Selamat Ulang Tahun Jakarta: Maju Kotanya, Timpang Tanahnya

Redaksi Suara Mahasiswa · 25 Juni 2022
5 menit

Jakarta International Stadium (JIS) disebut-sebut menjadi stadion termewah yang ada di Indonesia, bahkan menurut laporan Daily Mail, JIS termasuk dalam 10 stadion termegah di dunia. Stadion sepak bola yang sudah mulai digunakan sejak turnamen International Youth Championship 2021 itu berkapasitas 82.000 penonton dan sudah dilengkapi dengan fasilitas atap buka tutup. Dengan kemewahan tersebut, Grand Launching JIS sempat direncanakan bertepatan dengan pelaksanaan acara Puncak Hari Ulang Tahun Jakarta yang akan dilaksanakan pada tanggal 25 Juni 2022 nanti. Namun, rencana tersebut dibatalkan karena dinyatakan belum siap.

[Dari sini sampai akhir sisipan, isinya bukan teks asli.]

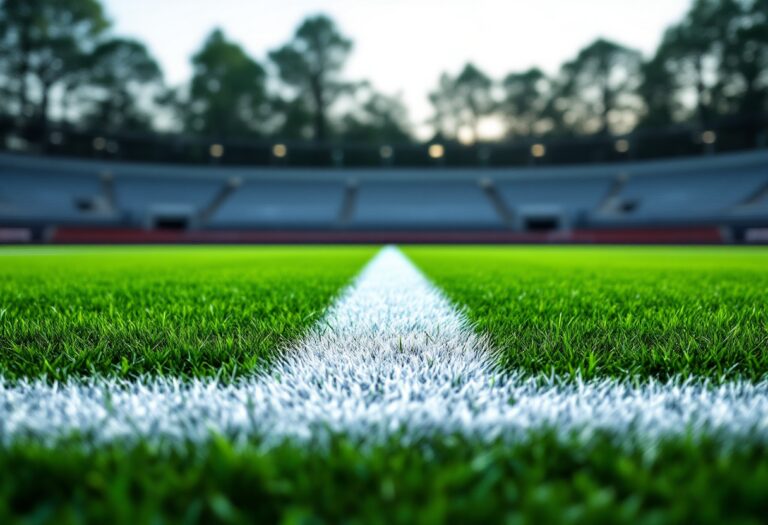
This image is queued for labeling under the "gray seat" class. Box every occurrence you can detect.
[619,169,766,219]
[115,177,221,222]
[495,178,610,216]
[351,181,501,228]
[209,181,345,227]
[0,170,115,223]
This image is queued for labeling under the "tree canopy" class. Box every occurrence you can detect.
[0,0,109,132]
[185,29,268,138]
[0,0,766,147]
[269,15,355,142]
[81,38,162,131]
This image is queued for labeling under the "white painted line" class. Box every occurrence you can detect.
[2,246,768,449]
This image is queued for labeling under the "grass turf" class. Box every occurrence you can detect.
[3,435,768,525]
[0,246,375,381]
[2,245,768,523]
[407,246,768,381]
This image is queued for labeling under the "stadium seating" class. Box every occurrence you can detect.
[115,177,223,228]
[351,178,501,228]
[609,171,764,220]
[589,151,768,226]
[208,179,346,228]
[1,150,766,236]
[0,155,117,225]
[493,177,611,229]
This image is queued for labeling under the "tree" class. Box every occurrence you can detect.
[637,54,677,128]
[428,73,463,140]
[658,0,724,126]
[269,15,355,142]
[428,63,494,142]
[341,86,411,143]
[0,53,12,117]
[654,0,768,127]
[184,29,269,138]
[267,96,313,140]
[716,0,768,116]
[80,38,163,131]
[557,38,643,135]
[500,68,552,138]
[0,0,108,132]
[453,63,494,142]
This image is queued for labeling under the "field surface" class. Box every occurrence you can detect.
[0,247,375,380]
[406,246,768,380]
[1,245,767,524]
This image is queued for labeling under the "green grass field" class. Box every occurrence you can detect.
[0,247,375,380]
[1,246,767,524]
[3,435,767,525]
[407,246,768,381]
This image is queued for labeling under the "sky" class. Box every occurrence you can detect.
[104,0,692,139]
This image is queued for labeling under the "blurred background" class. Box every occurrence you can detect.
[0,0,766,244]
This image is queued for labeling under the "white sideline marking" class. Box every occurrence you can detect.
[2,246,768,449]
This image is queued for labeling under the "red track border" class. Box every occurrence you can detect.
[50,227,726,245]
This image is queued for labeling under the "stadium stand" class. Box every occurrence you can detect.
[494,177,612,230]
[731,183,768,218]
[208,178,347,229]
[0,158,118,226]
[591,153,768,225]
[0,150,766,243]
[115,177,225,229]
[351,178,501,229]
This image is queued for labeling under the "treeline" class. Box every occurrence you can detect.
[0,0,766,148]
[0,0,411,145]
[431,0,768,143]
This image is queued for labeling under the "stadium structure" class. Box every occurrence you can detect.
[1,148,767,244]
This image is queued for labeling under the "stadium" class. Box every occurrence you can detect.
[1,0,768,523]
[2,147,768,244]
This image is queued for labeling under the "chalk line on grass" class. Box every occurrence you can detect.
[2,246,768,449]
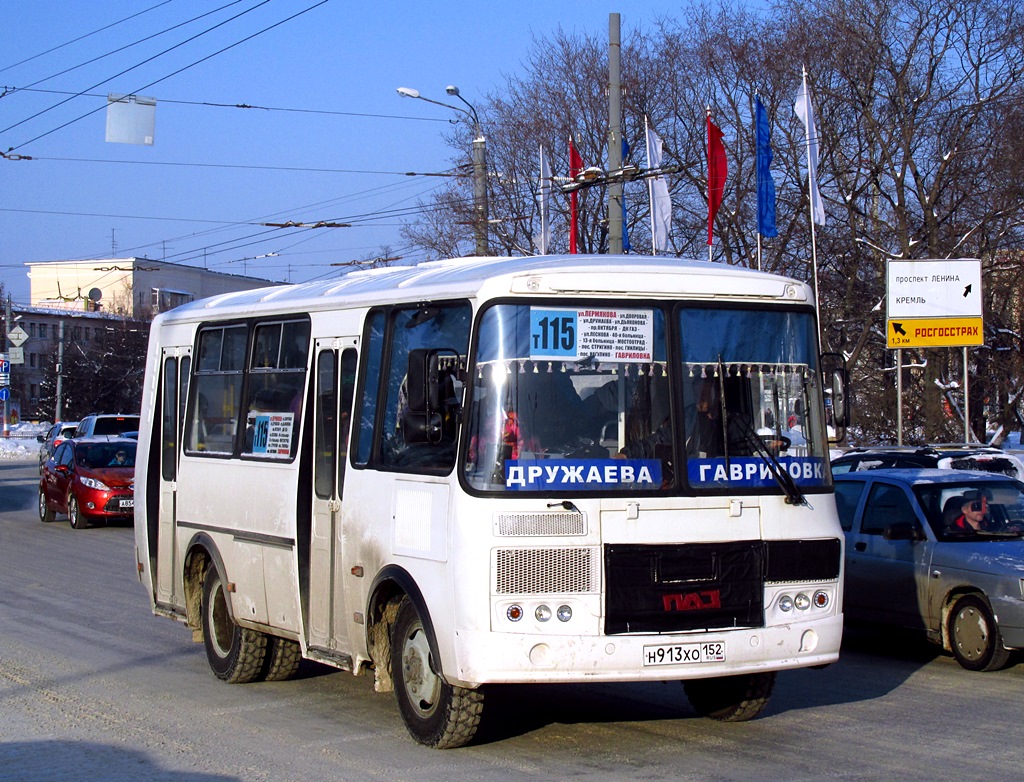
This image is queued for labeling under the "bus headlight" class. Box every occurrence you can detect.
[779,595,794,612]
[813,590,830,609]
[556,605,572,622]
[794,593,811,611]
[535,605,552,622]
[506,605,524,622]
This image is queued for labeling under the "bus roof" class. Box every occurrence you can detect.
[156,254,812,324]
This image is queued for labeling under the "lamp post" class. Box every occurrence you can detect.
[397,85,489,256]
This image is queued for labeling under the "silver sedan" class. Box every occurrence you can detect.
[835,468,1024,671]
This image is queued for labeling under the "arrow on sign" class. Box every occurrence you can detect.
[892,322,906,336]
[963,284,972,297]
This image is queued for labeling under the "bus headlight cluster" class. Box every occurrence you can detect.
[777,590,829,612]
[506,604,572,623]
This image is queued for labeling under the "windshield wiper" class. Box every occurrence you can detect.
[718,356,805,506]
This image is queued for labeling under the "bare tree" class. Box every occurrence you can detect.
[402,0,1024,443]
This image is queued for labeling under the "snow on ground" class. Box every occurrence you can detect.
[0,422,49,461]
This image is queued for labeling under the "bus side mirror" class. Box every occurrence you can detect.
[820,352,850,442]
[404,348,460,445]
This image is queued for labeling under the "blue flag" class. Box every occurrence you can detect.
[755,96,778,238]
[621,137,631,252]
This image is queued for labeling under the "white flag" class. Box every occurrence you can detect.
[645,117,672,253]
[794,72,825,225]
[536,145,553,254]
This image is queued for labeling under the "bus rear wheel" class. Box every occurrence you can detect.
[683,671,776,722]
[391,597,483,748]
[261,636,302,682]
[202,565,267,683]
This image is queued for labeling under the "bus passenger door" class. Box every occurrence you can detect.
[308,339,358,651]
[155,346,191,606]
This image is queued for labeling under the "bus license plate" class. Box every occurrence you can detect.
[643,641,726,666]
[119,498,134,509]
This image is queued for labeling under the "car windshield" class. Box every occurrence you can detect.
[913,481,1024,540]
[75,442,137,469]
[462,302,830,495]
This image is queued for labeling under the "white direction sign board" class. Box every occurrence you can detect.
[886,259,983,348]
[887,259,982,318]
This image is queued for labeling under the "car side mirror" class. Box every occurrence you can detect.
[884,521,924,541]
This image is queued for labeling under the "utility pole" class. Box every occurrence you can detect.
[2,295,10,436]
[607,13,624,255]
[55,320,65,422]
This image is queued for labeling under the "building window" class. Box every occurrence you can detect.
[39,324,48,339]
[151,288,195,315]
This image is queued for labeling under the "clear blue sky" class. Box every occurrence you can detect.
[0,0,695,306]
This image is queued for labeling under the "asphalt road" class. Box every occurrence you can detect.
[1,459,1022,781]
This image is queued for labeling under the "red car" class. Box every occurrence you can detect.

Di balik kemewahan JIS yang akan dijadikan tempat pesta ulang tahun Jakarta, belum luput dari ingatan orang-orang Kampung Bayam yang tergusur akibat mega-proyek pemerintah daerah Jakarta tersebut. Jika berjalan sedikit ke tepi JIS, kita akan menemukan rumah-rumah warga yang berdampingan dengan rel kereta api. Rumah-rumah tersebut adalah milik warga Kampung Bayam yang tidak tahu lagi harus pindah ke mana sejak rumah lama mereka digusur.

Yuli, salah satu warga Kampung Bayam yang pindah ke tepi JIS akibat penggusuran mengaku kurang nyaman dengan pembangunan JIS. Menurut Yuli, pasca-penggusuran ia tidak punya pilihan lain selain menghuni rumah di dekat rel kereta yang bising dan berbahaya bagi anak-anaknya. “Jadi tidak nyaman karena tinggal di pinggir rel kereta, kan kita punya anak, takut ketabrak,” cerita Yuli.

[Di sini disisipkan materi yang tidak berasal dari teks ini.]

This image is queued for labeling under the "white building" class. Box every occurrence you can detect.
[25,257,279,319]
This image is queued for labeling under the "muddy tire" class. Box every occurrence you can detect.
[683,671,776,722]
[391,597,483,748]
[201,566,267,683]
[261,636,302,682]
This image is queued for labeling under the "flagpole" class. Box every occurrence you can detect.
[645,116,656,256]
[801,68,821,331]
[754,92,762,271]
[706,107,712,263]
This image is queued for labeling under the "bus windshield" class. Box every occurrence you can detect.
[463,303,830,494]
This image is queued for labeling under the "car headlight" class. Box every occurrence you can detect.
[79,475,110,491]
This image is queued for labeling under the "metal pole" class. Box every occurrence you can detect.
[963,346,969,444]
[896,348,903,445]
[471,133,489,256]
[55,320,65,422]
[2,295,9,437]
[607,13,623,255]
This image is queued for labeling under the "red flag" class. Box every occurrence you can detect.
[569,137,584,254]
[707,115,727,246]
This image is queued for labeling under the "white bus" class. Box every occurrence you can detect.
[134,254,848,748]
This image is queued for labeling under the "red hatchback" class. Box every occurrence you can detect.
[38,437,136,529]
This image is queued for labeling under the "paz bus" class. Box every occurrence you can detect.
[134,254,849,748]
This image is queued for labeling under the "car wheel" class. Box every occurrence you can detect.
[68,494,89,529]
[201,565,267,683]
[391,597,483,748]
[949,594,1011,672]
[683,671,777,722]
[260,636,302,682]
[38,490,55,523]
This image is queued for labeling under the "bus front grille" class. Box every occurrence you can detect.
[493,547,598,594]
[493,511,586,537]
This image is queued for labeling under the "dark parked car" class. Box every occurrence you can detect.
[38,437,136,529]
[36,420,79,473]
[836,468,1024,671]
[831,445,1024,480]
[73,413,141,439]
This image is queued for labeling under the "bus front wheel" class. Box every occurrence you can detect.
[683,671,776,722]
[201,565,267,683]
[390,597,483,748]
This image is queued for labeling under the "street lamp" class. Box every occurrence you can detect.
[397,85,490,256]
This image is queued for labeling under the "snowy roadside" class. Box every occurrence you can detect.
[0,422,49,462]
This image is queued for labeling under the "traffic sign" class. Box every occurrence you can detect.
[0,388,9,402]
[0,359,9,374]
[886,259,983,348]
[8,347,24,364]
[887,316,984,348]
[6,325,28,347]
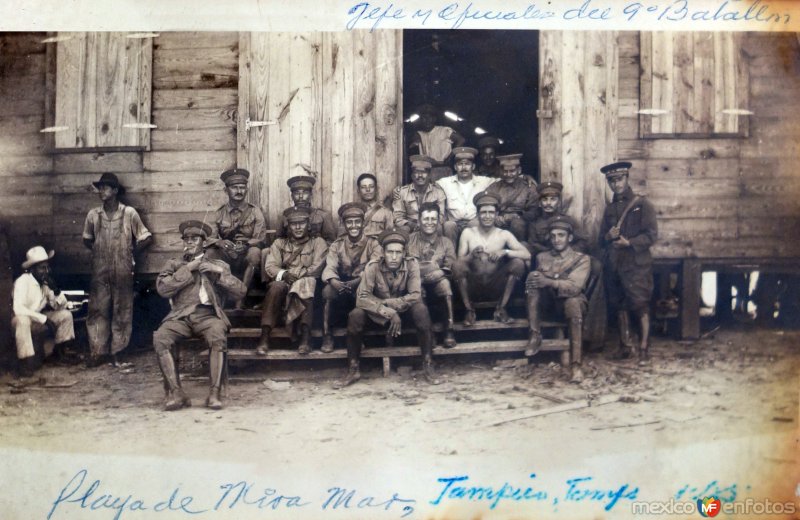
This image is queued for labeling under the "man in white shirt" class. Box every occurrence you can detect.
[11,246,75,377]
[437,146,496,247]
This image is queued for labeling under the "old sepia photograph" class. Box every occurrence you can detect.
[0,3,798,518]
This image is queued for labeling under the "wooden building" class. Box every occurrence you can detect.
[1,30,798,338]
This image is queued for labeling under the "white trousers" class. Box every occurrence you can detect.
[11,310,75,359]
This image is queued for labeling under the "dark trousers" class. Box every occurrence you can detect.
[260,281,313,328]
[153,306,227,355]
[346,302,433,361]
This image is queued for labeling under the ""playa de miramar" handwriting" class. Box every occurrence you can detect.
[346,0,792,30]
[45,468,741,519]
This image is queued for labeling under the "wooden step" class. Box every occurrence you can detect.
[219,338,569,361]
[226,319,565,339]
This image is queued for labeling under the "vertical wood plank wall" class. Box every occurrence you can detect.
[238,31,403,228]
[539,30,619,249]
[618,32,800,259]
[0,33,54,270]
[49,32,239,274]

Yuli merasa tinggal di Kampung Bayam dahulu lebih nyaman dibandingkan saat ini tinggal di pinggir kereta. Saat penggusuran, Yuli mengaku tidak mendapat tindak kekerasan karena sudah setuju dengan pemberian dana kompensasi. Kendati belum ada kejelasan, Yuli tetap berharap rumah susun yang dijanjikan Pemerintah Provinsi DKI Jakarta segera rampung agar dapat tinggal lebih aman dan nyaman.

Selang dua rel kereta dari rumah Yuli, terdapat perumahan warga kampung yang berjejer di tepi rel kereta. Mereka yang tinggal di situ adalah warga Kampung Bambu, Kelurahan Paponggo, Tanjung Priok, Jakarta Utara. Terlihat rumah-rumah tersebut sudah diberi nomor yang dicat warna merah, seperti ditandai untuk dilakukan sesuatu. Saat dimintai keterangan tentang kenyamanan tinggal di Kampung Bambu, Eva mengatakan bahwa dirinya pasrah dengan keputusan pemerintah.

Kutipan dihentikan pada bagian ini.